“Human beings rarely make mistakes. ML model gets 95% precision, whereas most human beings would have a 99.9% precision,” said Devashish Shankar, Principal Architect at Drishti. California-headquartered Drishti provides AI-powered video analytics technology to optimise the manual assembly processes in the manufacturing industry. With over eight years of experience in AI to boot, Devashish has been instrumental in developing Drishti’s data platform and core action recognition model.
During his talk at the MLDS Conference, ‘New developments in Deep Learning for unlikely industries’, Shankar outlined Drishti’s industrial applications of AI in manufacturing. The company leverages deep learning and computer vision to automate the analysis of factory floor videos. Essentially, the company has installed cameras on assembly lines that capture videos on which the company runs object detection, anomaly detection and action recognition. Then, the data is sent to industrial engineers to improve the line. During the talk, Shankar discussed Drishti’s major AI use-cases.
Sign up for your weekly dose of what's up in emerging technology.
Cycle detection and action detection
The first use-case is in cycle and action detection in the assembly line. Essentially, the cycle is a unit of work. “(The unit) comes into the station, some actions are performed on it, and then that unit leaves. The entire sequence is called a cycle,” Shankar said. Action detection is done within these cycles. Shankar illustrated how repetitive cycles are accompanied by data on the actions being performed, time taken to complete the cycle and time taken to complete each action.
The cycle starts and ends with the unit coming and going, and is solved using standard object detection techniques. “The neural network is operating at a frame level. Each frame detects if the unit is present and where it is present. On top of that, you do heuristics to define the cycle,” he added.
Anomaly detection through configurable heuristics FSM
Manufacturers are expected to follow ‘standardised work’, a specific sequence of actions, and an incorrect sequence or missed steps can lead to product defects. Anomaly detection identifies outliers in the system. The neural network tracks the unit in its field of view, detects the actions and attaches them to the cycle. Shankar explained the machine’s responses to the cycles through a toy experiment, where, if the cycle is correct, the actions are shown as ‘successful’ and tagged in green. In the opposite case, the device red flags it.
Given the complexities in the cycle, Drishti’s FSM can be configured based on conflict changes to define custom rule engines for each station.

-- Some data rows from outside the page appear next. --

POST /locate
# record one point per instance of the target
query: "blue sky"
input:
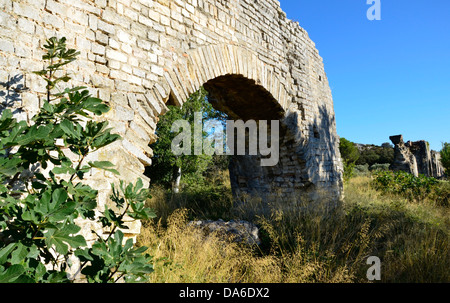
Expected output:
(387, 77)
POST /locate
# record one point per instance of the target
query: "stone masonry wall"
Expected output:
(416, 158)
(138, 55)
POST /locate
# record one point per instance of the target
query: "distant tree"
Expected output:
(350, 154)
(167, 169)
(349, 151)
(445, 157)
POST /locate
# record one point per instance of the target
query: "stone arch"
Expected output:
(229, 70)
(209, 62)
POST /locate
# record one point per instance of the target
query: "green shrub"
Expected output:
(361, 170)
(39, 235)
(378, 167)
(405, 184)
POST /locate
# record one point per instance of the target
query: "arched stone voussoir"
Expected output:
(203, 64)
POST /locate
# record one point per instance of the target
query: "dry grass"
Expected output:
(411, 239)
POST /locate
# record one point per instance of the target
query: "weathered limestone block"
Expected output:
(416, 158)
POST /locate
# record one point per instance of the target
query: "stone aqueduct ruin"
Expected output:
(140, 55)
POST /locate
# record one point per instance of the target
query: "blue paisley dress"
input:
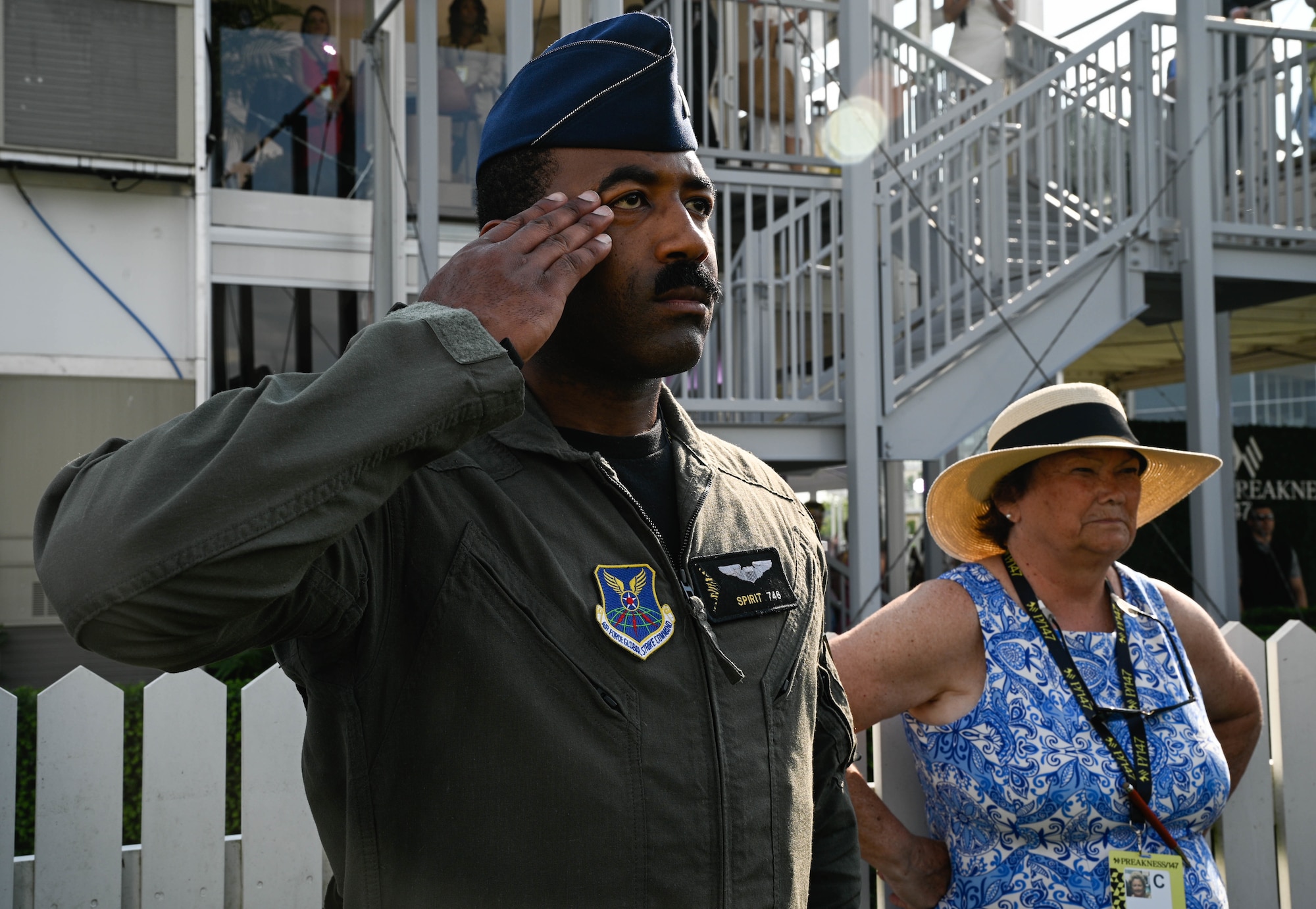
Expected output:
(1025, 794)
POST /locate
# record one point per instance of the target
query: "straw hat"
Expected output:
(1077, 415)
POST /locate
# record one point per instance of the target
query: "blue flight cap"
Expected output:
(609, 86)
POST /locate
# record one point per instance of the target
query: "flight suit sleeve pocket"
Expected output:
(834, 731)
(461, 333)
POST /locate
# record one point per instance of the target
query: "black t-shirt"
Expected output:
(645, 468)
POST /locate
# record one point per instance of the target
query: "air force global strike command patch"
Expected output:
(631, 614)
(743, 585)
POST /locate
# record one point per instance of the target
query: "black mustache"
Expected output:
(686, 273)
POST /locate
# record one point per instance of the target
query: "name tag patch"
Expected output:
(743, 585)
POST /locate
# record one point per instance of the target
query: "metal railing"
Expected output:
(760, 77)
(918, 87)
(1263, 141)
(1031, 53)
(776, 348)
(777, 339)
(982, 223)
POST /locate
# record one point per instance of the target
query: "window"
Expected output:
(99, 77)
(472, 77)
(261, 331)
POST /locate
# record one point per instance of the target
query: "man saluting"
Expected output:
(559, 648)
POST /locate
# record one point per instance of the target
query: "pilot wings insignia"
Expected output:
(751, 573)
(631, 615)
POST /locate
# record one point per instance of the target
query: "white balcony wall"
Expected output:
(56, 320)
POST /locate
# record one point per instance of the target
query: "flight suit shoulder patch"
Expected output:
(743, 585)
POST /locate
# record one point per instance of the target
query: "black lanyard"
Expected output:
(1139, 770)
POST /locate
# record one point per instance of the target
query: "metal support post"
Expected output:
(602, 10)
(863, 372)
(898, 532)
(427, 141)
(863, 376)
(202, 299)
(1232, 603)
(520, 35)
(1209, 506)
(390, 191)
(935, 561)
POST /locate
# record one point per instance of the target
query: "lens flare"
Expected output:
(855, 131)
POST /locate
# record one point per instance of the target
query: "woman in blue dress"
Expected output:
(1007, 672)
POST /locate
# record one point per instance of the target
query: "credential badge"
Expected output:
(631, 614)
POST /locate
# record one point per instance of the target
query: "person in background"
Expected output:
(320, 73)
(1269, 574)
(980, 40)
(470, 80)
(1013, 676)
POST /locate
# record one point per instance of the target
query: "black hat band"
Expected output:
(1063, 426)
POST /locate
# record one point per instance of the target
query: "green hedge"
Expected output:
(234, 673)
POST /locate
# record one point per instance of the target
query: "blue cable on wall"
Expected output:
(94, 276)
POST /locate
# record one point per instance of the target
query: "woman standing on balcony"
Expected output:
(1068, 715)
(980, 40)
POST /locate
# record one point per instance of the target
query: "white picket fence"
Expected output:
(185, 860)
(1264, 843)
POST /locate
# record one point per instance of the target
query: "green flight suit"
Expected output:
(420, 545)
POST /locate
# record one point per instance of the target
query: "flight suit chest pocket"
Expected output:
(743, 585)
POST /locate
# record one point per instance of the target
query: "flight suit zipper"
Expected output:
(694, 603)
(707, 640)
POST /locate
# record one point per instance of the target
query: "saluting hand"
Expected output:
(518, 274)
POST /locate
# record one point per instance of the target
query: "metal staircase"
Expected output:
(1042, 209)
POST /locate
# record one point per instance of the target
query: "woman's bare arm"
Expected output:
(1228, 691)
(922, 653)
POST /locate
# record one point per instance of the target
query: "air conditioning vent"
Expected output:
(91, 76)
(40, 604)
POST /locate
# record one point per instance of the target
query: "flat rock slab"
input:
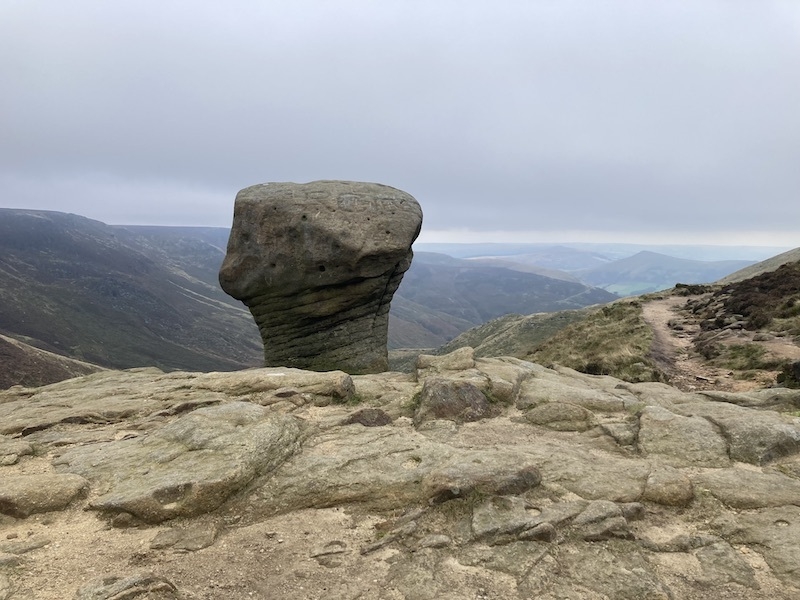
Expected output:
(187, 467)
(389, 468)
(743, 488)
(24, 495)
(131, 587)
(104, 397)
(754, 436)
(681, 441)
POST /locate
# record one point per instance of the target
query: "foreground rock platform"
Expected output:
(487, 478)
(317, 264)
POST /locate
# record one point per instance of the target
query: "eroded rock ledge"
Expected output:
(491, 478)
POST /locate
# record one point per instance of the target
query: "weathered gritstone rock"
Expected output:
(24, 495)
(388, 468)
(188, 467)
(754, 436)
(459, 401)
(494, 508)
(743, 488)
(317, 264)
(11, 450)
(145, 586)
(681, 441)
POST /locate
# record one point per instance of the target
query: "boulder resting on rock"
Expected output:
(317, 264)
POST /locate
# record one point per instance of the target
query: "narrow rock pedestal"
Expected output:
(317, 264)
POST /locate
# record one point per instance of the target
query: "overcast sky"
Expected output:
(530, 120)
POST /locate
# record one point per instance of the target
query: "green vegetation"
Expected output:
(746, 357)
(614, 340)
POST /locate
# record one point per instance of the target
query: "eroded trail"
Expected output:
(673, 335)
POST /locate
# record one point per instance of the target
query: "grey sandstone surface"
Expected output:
(470, 478)
(317, 264)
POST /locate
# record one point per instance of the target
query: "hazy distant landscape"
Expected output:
(128, 296)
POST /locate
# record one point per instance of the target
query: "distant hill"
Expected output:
(130, 296)
(31, 367)
(451, 295)
(765, 266)
(647, 272)
(119, 297)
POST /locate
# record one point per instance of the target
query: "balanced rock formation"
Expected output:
(317, 264)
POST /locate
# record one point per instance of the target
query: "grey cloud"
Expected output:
(668, 116)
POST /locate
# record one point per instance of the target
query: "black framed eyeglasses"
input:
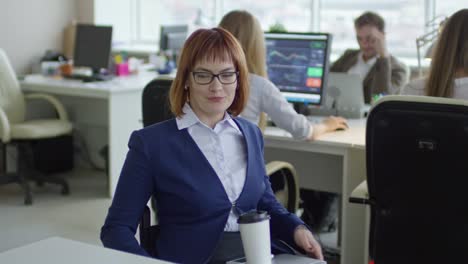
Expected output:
(207, 77)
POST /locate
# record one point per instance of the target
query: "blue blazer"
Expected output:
(193, 206)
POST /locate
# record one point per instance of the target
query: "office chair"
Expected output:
(148, 232)
(155, 102)
(416, 151)
(16, 131)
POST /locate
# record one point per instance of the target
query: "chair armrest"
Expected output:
(275, 166)
(62, 114)
(5, 132)
(360, 194)
(289, 173)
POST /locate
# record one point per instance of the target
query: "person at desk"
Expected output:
(448, 74)
(203, 167)
(264, 95)
(381, 72)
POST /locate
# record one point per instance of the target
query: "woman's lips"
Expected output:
(215, 99)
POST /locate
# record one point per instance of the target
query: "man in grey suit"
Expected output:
(381, 72)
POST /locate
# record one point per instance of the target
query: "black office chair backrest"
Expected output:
(155, 102)
(417, 175)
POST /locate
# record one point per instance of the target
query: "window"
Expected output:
(404, 22)
(448, 7)
(293, 15)
(137, 22)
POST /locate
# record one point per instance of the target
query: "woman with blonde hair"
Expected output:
(448, 74)
(264, 95)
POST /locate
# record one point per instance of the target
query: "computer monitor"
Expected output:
(297, 64)
(92, 47)
(172, 37)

Additionally, the semi-supervised model allows training on minimal object data.
Variation in unit detection
A common issue in manufacturing is the variation on the factory floor, from unit sizes, locations, irregular trajectories, multiple units in the field of view, variations in hands and clothes of operators, background changes, lighting changes and more. This leads to different frames in the video showing conflicting images. So, the deep learning model is trained on different variations and sampling to reach the desired level of accuracy.
Action detection through 3D convolution models
Along with the problems of unit detection, the problem of action detection occurs when the meaning of the action can not be understood without motion or in a single frame. Additional issues such as a left-handed or a right-handed operator or different ways of picking things up can make detection even more difficult.

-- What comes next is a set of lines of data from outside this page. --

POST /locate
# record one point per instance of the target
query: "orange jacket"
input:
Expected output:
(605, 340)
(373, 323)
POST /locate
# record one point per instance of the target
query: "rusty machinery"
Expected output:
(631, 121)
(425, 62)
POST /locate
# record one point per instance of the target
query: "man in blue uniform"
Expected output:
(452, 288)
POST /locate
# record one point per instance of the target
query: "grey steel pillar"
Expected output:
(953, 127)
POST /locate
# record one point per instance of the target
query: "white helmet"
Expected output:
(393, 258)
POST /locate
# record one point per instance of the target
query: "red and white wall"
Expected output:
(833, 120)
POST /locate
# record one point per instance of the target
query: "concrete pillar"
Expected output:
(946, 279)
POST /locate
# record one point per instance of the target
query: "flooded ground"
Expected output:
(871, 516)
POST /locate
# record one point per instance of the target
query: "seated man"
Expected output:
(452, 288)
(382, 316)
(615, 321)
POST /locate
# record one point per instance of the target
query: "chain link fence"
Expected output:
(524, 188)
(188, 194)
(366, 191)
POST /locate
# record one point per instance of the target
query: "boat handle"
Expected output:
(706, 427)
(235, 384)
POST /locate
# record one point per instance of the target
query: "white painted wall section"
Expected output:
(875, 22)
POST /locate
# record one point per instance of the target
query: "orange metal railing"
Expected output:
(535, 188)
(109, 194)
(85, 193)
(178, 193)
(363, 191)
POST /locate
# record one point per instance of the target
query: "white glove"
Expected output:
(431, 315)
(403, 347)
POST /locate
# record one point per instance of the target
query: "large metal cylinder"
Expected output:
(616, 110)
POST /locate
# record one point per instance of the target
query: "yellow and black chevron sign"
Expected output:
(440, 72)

Multiple planes are required to mitigate this problem. Drishti leverages 3D convolution models that have several planes stacked together in a spatiotemporal cube with images together, on top of a 3D cone. This architecture is built for action localisation over video classification through semi-supervised models.

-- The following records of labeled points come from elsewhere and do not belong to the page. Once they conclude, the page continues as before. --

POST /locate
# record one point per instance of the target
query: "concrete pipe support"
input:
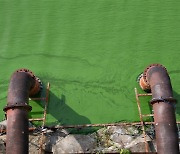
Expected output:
(22, 85)
(156, 78)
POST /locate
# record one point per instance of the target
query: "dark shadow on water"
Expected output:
(63, 114)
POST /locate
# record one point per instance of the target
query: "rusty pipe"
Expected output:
(156, 78)
(23, 84)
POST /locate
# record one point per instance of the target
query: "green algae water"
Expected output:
(91, 52)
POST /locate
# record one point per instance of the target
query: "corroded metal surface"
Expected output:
(21, 84)
(164, 110)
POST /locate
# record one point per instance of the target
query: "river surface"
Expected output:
(91, 52)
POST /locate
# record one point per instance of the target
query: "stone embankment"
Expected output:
(105, 140)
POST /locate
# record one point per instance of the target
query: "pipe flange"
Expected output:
(18, 106)
(165, 100)
(147, 69)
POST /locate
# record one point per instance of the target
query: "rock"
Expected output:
(121, 139)
(52, 138)
(117, 129)
(75, 144)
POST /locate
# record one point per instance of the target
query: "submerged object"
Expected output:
(23, 84)
(155, 78)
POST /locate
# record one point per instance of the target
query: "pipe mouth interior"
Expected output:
(38, 86)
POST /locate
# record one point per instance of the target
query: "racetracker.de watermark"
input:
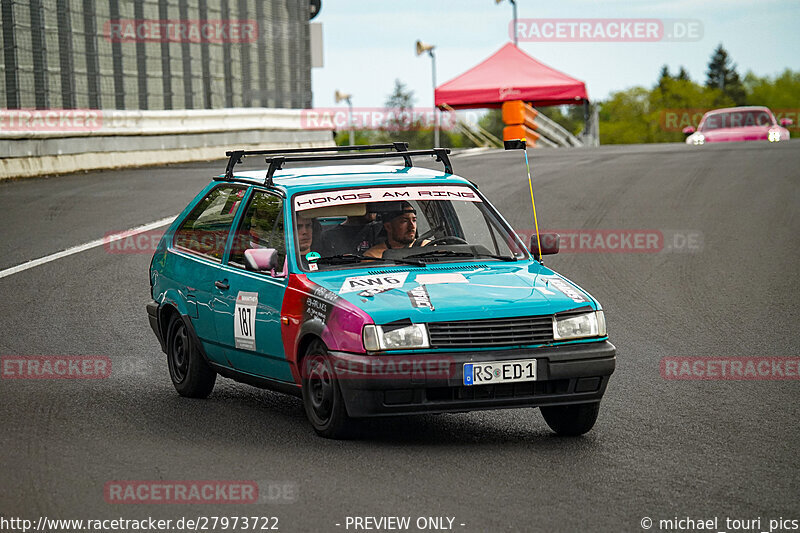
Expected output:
(619, 241)
(607, 30)
(380, 367)
(378, 118)
(181, 31)
(51, 120)
(730, 368)
(678, 119)
(199, 492)
(55, 366)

Overcoming machine inaccuracies
To alert the operators of errors, a tablet is placed right in front of them. “While the workers are performing a cycle, if a mistake happens, they are warned right there,” Shankar said. “This is the way in which Drishti is augmenting human beings. We are making them more efficient.” However, humans are extremely accurate in work, whereas machines tend to raise loads of false alarms.
To overcome the issue, the FSM based validation engine is used to define these anomalies. The neural network’s accuracy is increased through continuous loops of retraining by human annotators that correct data and input it back into the network. Another technique uses NLP bean search that splits the model’s actions into ‘confident’, and ‘non-confident’, followed by trying possible combinations to pick the one closest to the standard sequence. The language model then takes the sequence with the highest lock probability as the final sequence. “This allows us to tune anomaly precision versus anomaly recall”, he added.
ML infrastructure at Drishti
Drishti’s in-house infrastructure, ML Gym, is responsible for continuous training and evaluation. The various steps in the ML infrastructure include: A collection of raw video from the factory to be randomly fed into the ML gym as datasets; the datasets then go to ‘Drishti Annotation Service’ for data labelling; datasets finally go through ML training work through pipelines.